Ни от того, ни от другого пользы не предвиделось. Экспертиза впоследствии установит, что стреляли из автоматов Калашникова — хотя это и без всякой экспертизы ясно. А все свидетели вместе взятые вряд ли добавят что-либо существенное сверх того, что уже успел рассказать я в трех или четырех однообразных интервью постепенно подъезжающим представителям органов правопорядка. Остается, правда, вероятность того, что кто-то из окон близлежащих домов мог наблюдать наши с Мойвой физкультурные упражнения на крыше. Но пока этого не случилось, о чем можно было судить по глубокомысленной версии, довольно скоро восторжествовавшей в среде задействованных на месте происшествия пинкертонов: киллер на чердаке работал дублером убийц в «жигулях» и, высунувшись из слухового окна больше, чем надо, по собственной неловкости свалился вниз. Идея принадлежала Мнишину. Дальнейшее развитие и детализация — Харину. От высказывания своего мнения я воздержался.
У меня, честно говоря, хватало своих забот. Я чувствовал, что понемногу зверею, как тот вождь африканского племени, который никак не мог выбросить надоевший бумеранг.
Только что, кажется, нашел заказчика, киллера и даже посредника, расставил фигуры по клеточкам, полностью разъяснил ситуацию, где тут белые, где красные — так вот на тебе! Все остальные отринутые было за ненадобностью подозреваемые теперь вернулись, из жертв опять превратившись в потенциальных убийц, и бродят вокруг меня, как тень тещи отца Гамлета, смущая мой покой.
Итак, попробуем разобраться во всем с самого начала.
Блумов убийца? Безусловно. По его заказу Мойва стрелял на кладбище и сегодня собирался стрелять с крыши. В кого? Тут легкая неувязочка. Бобс с откровенной ненавистью говорил о банкире Забусове, но Мойва целился в Эльпина. Впрочем, это-то как раз легко объяснимо: автомобильный торговец хотел запудрить мне таким образом мозги, и следует признать, в этом почти преуспел.
Но следом возникает целая гора новых вопросов.

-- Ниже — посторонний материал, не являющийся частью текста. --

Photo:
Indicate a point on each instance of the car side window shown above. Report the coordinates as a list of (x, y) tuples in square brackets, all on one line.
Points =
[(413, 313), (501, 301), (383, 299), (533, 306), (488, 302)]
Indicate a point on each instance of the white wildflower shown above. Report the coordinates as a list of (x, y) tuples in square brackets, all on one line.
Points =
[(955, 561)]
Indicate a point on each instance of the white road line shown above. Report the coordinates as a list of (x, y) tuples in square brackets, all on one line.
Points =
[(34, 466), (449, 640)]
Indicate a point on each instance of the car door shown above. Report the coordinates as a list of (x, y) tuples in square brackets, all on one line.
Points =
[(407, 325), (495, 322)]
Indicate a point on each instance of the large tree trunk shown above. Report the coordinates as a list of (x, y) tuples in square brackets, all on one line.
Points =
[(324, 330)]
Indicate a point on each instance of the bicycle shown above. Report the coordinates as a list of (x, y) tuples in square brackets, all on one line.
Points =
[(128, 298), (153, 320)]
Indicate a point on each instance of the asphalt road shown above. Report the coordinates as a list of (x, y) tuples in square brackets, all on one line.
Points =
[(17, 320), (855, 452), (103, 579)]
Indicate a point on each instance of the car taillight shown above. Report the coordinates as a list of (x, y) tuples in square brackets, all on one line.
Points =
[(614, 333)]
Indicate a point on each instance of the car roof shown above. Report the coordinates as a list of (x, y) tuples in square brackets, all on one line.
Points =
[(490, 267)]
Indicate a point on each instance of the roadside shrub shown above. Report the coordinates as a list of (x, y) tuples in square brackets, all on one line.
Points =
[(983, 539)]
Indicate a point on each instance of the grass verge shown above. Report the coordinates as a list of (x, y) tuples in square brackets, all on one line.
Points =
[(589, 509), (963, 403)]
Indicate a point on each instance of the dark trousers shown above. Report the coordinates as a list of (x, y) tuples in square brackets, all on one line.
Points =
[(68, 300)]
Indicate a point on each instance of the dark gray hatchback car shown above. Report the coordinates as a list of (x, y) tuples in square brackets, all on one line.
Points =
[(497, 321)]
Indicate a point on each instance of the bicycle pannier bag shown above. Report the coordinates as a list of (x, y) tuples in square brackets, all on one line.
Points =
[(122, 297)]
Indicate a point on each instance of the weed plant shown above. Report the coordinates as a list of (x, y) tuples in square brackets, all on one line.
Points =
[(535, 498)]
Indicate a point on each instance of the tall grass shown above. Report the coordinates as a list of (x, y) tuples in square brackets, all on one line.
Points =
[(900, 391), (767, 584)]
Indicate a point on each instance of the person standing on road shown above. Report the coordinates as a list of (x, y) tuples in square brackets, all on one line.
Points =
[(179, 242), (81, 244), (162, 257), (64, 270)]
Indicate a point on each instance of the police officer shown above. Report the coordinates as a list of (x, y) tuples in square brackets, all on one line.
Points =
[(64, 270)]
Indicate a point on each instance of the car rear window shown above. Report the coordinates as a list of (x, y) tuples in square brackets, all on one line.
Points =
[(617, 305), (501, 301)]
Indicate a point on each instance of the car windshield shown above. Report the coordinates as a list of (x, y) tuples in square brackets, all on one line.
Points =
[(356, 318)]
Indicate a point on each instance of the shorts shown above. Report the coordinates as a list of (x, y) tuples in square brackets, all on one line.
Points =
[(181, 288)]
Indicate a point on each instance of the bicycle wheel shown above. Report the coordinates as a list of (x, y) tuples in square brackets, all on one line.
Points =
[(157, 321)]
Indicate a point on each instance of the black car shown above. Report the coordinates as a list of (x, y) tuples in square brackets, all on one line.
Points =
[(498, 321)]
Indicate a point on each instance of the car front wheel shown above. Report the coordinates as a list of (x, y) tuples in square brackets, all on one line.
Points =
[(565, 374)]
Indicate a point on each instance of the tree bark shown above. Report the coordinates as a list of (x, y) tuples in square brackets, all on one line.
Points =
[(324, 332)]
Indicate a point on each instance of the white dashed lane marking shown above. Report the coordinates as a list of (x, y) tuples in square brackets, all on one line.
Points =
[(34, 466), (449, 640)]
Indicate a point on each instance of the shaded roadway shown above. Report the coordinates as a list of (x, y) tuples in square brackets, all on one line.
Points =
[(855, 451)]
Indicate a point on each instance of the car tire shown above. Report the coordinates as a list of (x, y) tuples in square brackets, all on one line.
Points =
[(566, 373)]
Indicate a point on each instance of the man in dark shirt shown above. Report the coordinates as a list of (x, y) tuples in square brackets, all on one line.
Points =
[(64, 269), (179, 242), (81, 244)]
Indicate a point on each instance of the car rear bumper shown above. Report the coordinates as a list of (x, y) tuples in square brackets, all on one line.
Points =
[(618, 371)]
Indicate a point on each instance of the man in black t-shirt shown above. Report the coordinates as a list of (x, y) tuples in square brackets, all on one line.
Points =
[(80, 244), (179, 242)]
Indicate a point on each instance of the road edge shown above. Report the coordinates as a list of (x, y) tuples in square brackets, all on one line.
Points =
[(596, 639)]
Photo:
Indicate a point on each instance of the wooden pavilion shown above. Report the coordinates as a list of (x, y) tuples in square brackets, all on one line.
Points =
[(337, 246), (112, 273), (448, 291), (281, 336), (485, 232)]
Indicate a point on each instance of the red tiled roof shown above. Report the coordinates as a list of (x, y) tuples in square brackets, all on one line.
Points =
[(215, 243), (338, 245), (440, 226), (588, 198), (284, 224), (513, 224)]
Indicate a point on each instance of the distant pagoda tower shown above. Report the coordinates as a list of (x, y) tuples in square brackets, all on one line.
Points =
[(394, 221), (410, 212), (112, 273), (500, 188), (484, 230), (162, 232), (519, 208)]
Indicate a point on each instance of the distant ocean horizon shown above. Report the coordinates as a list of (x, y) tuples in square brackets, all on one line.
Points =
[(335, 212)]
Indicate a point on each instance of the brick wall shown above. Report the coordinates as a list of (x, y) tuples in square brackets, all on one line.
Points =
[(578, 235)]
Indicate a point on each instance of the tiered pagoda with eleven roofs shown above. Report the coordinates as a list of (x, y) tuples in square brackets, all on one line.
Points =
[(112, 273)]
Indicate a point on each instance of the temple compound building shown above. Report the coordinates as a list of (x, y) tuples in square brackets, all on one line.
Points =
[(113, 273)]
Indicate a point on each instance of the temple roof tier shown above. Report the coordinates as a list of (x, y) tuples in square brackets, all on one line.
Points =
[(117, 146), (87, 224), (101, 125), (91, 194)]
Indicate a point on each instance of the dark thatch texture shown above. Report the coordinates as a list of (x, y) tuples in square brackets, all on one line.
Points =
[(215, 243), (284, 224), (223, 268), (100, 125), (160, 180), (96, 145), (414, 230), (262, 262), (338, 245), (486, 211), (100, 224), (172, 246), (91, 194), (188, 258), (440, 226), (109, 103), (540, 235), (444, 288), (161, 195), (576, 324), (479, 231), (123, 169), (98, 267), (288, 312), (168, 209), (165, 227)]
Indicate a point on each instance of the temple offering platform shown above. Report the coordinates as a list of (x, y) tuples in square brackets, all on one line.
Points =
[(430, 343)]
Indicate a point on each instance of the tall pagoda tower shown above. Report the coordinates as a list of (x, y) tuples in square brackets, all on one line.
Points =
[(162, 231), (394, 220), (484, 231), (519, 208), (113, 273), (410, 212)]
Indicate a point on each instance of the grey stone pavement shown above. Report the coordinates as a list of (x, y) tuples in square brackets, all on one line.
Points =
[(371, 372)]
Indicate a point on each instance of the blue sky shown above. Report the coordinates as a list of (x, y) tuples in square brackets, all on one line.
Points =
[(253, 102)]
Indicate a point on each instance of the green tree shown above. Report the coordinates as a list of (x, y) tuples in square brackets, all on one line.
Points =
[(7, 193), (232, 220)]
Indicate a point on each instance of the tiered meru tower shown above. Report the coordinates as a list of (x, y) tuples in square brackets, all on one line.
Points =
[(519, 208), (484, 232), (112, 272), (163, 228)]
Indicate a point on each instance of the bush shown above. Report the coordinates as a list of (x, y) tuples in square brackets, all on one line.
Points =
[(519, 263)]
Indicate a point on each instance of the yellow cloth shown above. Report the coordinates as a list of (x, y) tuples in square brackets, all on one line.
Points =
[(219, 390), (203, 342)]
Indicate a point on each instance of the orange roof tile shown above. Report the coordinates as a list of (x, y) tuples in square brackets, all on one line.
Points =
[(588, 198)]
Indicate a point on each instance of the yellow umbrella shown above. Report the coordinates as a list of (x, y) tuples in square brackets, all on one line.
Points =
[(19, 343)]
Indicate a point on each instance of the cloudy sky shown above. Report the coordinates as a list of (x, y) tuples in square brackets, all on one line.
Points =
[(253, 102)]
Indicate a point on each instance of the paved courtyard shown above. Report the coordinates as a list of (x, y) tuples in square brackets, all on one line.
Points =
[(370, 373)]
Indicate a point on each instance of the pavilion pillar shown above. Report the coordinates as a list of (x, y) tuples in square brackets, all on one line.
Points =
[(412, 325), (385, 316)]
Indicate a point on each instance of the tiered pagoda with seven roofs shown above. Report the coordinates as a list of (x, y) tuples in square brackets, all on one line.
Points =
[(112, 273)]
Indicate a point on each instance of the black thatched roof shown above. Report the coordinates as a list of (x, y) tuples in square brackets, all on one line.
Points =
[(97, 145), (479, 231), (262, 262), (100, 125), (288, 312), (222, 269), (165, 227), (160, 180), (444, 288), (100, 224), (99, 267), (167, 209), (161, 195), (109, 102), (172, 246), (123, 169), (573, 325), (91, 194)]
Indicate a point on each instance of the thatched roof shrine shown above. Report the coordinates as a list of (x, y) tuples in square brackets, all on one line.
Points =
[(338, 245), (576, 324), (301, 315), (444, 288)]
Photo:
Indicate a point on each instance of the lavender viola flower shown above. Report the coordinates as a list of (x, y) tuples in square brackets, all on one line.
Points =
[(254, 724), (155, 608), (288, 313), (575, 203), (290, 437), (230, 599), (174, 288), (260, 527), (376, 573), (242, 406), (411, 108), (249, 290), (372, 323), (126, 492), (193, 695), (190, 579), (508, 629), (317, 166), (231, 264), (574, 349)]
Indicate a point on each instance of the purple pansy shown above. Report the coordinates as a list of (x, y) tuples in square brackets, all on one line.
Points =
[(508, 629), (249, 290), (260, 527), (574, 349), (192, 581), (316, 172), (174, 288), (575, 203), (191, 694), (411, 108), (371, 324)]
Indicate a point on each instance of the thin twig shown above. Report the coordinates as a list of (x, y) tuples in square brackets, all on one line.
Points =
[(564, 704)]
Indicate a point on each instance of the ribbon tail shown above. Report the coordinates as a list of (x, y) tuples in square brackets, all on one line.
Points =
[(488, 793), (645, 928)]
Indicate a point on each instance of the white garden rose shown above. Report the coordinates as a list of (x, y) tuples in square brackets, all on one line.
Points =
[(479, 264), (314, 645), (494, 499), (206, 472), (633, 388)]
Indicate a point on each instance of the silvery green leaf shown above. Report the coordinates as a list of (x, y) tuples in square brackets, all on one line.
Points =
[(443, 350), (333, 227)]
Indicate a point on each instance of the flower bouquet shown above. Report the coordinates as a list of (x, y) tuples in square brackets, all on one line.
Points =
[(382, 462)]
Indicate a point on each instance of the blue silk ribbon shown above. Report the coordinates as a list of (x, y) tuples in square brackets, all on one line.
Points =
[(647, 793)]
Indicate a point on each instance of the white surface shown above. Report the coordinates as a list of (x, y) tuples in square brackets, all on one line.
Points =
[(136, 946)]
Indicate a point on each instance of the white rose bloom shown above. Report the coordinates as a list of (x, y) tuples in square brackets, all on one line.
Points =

Я наивно предполагал, что Бобс сделал заказ ванинским. Но тут выяснилось, что все наоборот, и это ванинским заказали Бобса. Кто заказал?
Вот тут и возвращается опостылевший бумеранг, чтобы с оттяжкой хрястнуть меня по бараньей башке. Подозреваемых было трое, теперь, стало быть, осталось два: Эльпин и Забусов. Блумов, как я теперь знаю, нанял киллера, чтобы уничтожить шоумена Эльпина. Но кто нанял убийц, чтоб уничтожить самого Блумова? Если рассуждать, так сказать, линейно, то естественнее это было сделать Эльпину: по принципу «ты меня — я тебя». Тем более что именно на Эльпина как на потенциального убийцу прямо и нелицеприятно указывал банкир Забусов. Но меня уже однажды провели на этой мякине: из слов Бобса я сделал поспешный вывод, что он метит в Забусова. Так что вполне вероятно, из слов Забусова следует вывести, что его мишень совсем не Эльпин, а наоборот, тот, о ком он не обмолвился дурным словом — автомагнат Блумов. Тогда, получается, убийца — банкир? Тьфу, черт, голова кругом!
А главное — все это лишь предположения, и чтобы превратить их в уверенность, надо все начинать практически с начала. Абсолютно ясно стало лишь одно: в этой теплой дружной семеечке уже на сегодня обнаружилось по крайней мере два убийцы. А если вспомнить, как разительно отличаются друг от друга способы, которыми действовали Мойва, киллеры в «жигулях» и тот, кто зарезал, отравил, выбросил в лестничный пролет первые четыре жертвы... Тогда, может, и не два. Может, больше...
Понятно, наверное, какое должно быть настроение у двое суток урывками спавшего человека, который к тому же все это время носился кандибобером по городу, скакал по чердакам, подвалам, кладбищам, стройплощадкам, раздавал направо-налево тумаки, оттуда же получал их в не меньшем количестве, несколько раз был едва не прибит до смерти и в результате всего этого неслыханного подвижничества остался полностью на бобах. Как говорится, кругом шестнадцать. А тут еще единственный помощничек явился на службу только в двенадцатом часу с лицом иссиня-зеленого цвета, похожим на недозрелый баклажан. Прокопчик донес себя до рабочего кресла и опустил туда свое тело, как розу в вазу. Мне стоило немалых усилий сдержать раздражение и, хоть не слишком любезно, однако все же поинтересоваться его здоровьем.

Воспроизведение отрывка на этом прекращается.